Alfinete de lapela da Dinâmica


Em Viseu existe a empresa Dinâmica que foi fundada em 1957 por A. Cunha Martins. Vendia motorizadas, bicicletas e acessórios, alguns dos quais com marca própria. Actualmente tem as portas abertas, mas dedica-se a comercializar marcas estrangeiras.
Pelo que chegou até nós, no passado era uma empresa que fazia jus ao seu nome, tendo até alfinetes de lapela que serviam para promover a marca. Hoje mostramos um desses exemplares.

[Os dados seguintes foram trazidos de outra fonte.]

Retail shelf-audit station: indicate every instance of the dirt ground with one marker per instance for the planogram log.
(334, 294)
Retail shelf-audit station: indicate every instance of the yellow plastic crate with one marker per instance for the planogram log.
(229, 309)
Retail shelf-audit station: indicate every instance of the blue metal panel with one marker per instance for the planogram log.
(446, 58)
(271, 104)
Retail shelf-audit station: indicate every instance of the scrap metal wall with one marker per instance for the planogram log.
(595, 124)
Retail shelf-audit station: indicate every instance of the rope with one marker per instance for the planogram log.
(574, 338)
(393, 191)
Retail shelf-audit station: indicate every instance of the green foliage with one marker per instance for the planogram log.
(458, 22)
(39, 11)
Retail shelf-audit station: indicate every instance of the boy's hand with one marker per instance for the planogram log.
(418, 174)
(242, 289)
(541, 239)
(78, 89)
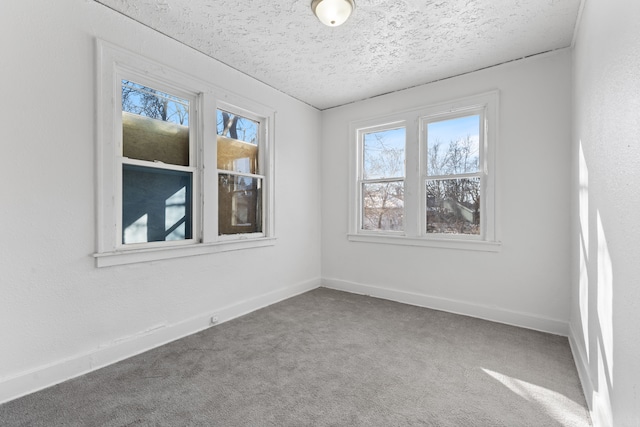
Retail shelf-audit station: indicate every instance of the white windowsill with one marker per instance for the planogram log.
(131, 256)
(470, 245)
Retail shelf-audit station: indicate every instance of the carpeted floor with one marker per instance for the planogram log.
(328, 358)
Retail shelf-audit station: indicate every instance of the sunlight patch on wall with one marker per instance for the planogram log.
(583, 213)
(605, 299)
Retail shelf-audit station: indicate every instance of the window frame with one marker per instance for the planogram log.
(361, 132)
(416, 175)
(114, 64)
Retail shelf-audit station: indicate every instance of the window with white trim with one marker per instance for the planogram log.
(184, 168)
(426, 177)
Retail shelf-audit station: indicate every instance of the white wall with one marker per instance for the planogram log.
(606, 192)
(59, 314)
(527, 282)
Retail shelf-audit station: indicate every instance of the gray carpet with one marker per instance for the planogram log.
(328, 358)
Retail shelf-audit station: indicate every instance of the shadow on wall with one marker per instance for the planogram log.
(595, 298)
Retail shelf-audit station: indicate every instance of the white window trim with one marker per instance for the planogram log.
(112, 62)
(415, 176)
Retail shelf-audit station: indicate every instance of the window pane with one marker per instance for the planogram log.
(155, 125)
(156, 204)
(453, 146)
(383, 154)
(383, 206)
(453, 206)
(239, 204)
(237, 143)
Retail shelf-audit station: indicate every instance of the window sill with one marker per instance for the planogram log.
(469, 245)
(108, 259)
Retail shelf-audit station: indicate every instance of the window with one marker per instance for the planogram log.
(428, 184)
(382, 182)
(160, 132)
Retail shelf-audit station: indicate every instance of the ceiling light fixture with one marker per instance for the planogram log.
(333, 12)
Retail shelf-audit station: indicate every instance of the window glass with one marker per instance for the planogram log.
(239, 182)
(237, 143)
(384, 154)
(453, 146)
(383, 206)
(239, 204)
(155, 125)
(453, 150)
(156, 204)
(453, 206)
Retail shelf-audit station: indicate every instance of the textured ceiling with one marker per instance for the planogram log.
(386, 45)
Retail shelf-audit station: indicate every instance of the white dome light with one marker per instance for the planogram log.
(333, 12)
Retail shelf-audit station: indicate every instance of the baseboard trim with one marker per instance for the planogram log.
(54, 373)
(494, 314)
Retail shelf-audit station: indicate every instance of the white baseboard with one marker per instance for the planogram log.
(62, 370)
(597, 401)
(583, 370)
(495, 314)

O emblema usado pela Dinâmica tinha como base um elemento circular que simulava uma roda, atravessada por um avião visto de lado. O topo era coroado com um cavalo alado, com as asas abertas. Já na parte de baixo havia uma grinalda com o nome da marca.

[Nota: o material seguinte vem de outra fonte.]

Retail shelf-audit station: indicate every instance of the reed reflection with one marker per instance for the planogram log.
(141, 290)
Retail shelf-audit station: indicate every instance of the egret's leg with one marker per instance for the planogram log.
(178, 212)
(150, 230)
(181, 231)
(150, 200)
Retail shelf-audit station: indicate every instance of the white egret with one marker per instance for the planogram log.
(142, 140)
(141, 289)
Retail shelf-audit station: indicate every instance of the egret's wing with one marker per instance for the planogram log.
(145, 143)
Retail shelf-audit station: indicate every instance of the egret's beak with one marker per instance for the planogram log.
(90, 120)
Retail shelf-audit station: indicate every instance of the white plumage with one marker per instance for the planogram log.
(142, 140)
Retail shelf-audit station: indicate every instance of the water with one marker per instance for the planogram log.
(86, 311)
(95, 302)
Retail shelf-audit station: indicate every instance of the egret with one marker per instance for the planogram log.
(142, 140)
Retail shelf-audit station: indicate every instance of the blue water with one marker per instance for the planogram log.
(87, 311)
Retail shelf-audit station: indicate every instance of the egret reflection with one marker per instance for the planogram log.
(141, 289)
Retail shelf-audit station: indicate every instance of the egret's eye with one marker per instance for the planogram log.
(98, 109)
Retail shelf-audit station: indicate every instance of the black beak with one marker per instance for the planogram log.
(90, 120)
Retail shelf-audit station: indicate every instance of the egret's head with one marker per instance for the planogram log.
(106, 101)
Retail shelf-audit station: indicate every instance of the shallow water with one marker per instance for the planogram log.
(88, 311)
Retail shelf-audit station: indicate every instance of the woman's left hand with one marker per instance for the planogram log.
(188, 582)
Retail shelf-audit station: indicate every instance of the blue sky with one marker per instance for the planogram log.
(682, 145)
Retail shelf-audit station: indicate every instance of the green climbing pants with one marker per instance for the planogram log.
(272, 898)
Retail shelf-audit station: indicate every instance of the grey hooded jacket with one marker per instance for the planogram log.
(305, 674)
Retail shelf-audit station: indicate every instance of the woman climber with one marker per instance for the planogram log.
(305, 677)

Já aqui mostrámos uma bicicleta pasteleira da Dinâmica, onde muitos dos componentes estavam contrastados com a marca e também uma motorizada da Dinâmica, com montagem Mourisotam.
Aparentemente a empresa terá vendido motorizadas fabricadas por outras marcas, sendo conhecidos exemplares com motores Zundapp e Motalli.

Saber mais sobre a empresa:
- Site oficial da Dinâmica.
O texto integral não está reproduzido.